"Notre recherche montre que le changement climatique a un effet réel et mesurable sur la viabilité de l'organisation des coupes du monde pendant l'été dans l'hémisphère nord", souligne Friederike Otto, professeure de science climatique à l'Imperial College de Londres et cofondatrice du World Weather Attribution (WWA).

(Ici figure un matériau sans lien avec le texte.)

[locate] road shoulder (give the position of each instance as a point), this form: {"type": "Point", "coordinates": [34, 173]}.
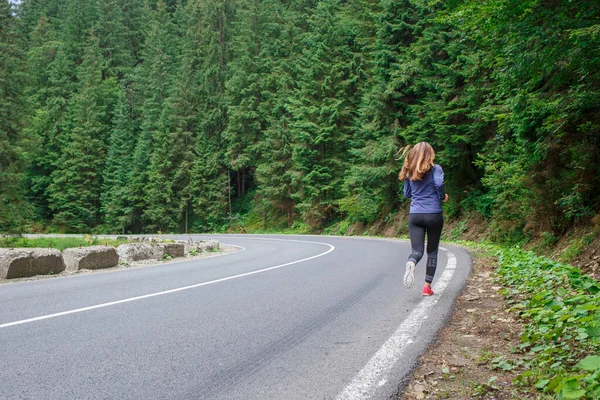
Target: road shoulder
{"type": "Point", "coordinates": [468, 358]}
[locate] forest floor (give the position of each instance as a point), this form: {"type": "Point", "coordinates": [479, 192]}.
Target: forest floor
{"type": "Point", "coordinates": [459, 365]}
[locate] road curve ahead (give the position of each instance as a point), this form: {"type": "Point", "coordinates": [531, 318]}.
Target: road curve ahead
{"type": "Point", "coordinates": [288, 317]}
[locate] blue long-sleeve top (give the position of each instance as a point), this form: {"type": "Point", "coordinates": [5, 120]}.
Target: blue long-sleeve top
{"type": "Point", "coordinates": [428, 193]}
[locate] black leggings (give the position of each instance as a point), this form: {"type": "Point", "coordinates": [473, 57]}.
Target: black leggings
{"type": "Point", "coordinates": [418, 224]}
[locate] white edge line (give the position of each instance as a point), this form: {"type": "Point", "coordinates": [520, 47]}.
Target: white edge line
{"type": "Point", "coordinates": [146, 296]}
{"type": "Point", "coordinates": [366, 382]}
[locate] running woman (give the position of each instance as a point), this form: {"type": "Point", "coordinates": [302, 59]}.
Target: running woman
{"type": "Point", "coordinates": [424, 184]}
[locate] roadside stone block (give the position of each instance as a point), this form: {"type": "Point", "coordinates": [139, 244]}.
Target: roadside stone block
{"type": "Point", "coordinates": [201, 246]}
{"type": "Point", "coordinates": [139, 251]}
{"type": "Point", "coordinates": [208, 245]}
{"type": "Point", "coordinates": [173, 249]}
{"type": "Point", "coordinates": [23, 262]}
{"type": "Point", "coordinates": [93, 257]}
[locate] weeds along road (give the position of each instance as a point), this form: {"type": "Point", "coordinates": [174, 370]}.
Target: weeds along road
{"type": "Point", "coordinates": [287, 317]}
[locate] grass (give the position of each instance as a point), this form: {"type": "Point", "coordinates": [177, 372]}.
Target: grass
{"type": "Point", "coordinates": [560, 307]}
{"type": "Point", "coordinates": [57, 243]}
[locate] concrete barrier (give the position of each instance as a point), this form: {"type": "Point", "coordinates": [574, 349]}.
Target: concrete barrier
{"type": "Point", "coordinates": [173, 249]}
{"type": "Point", "coordinates": [93, 257]}
{"type": "Point", "coordinates": [23, 262]}
{"type": "Point", "coordinates": [139, 251]}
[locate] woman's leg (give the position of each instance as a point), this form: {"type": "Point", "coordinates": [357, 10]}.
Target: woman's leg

Ce collectif de scientifiques s'est penché sur les 104 matches organisés du 11 juin au 19 juillet dans seize stades aux Etats-Unis, au Canada et au Mexique.
"Les joueurs et les fans sont confrontés à un risque bien plus élevé de chaleur et d'humidité éreintantes à la Coupe du monde 2026 par rapport à celle de 1994" organisée aux Etats-Unis, conclut le WWA.
Les chercheurs se réfèrent à un indice de température (dit "au thermomètre-globe mouillé" ou WBGT) qui prend en compte la température mais aussi l'humidité, l'ensoleillement ou la couverture nuageuse.
Cet indice, qui conditionne la capacité du corps à se rafraîchir, est fréquemment utilisé comme référence pour les activités humaines en plein air, par exemple par les armées ou pour les événements sportifs.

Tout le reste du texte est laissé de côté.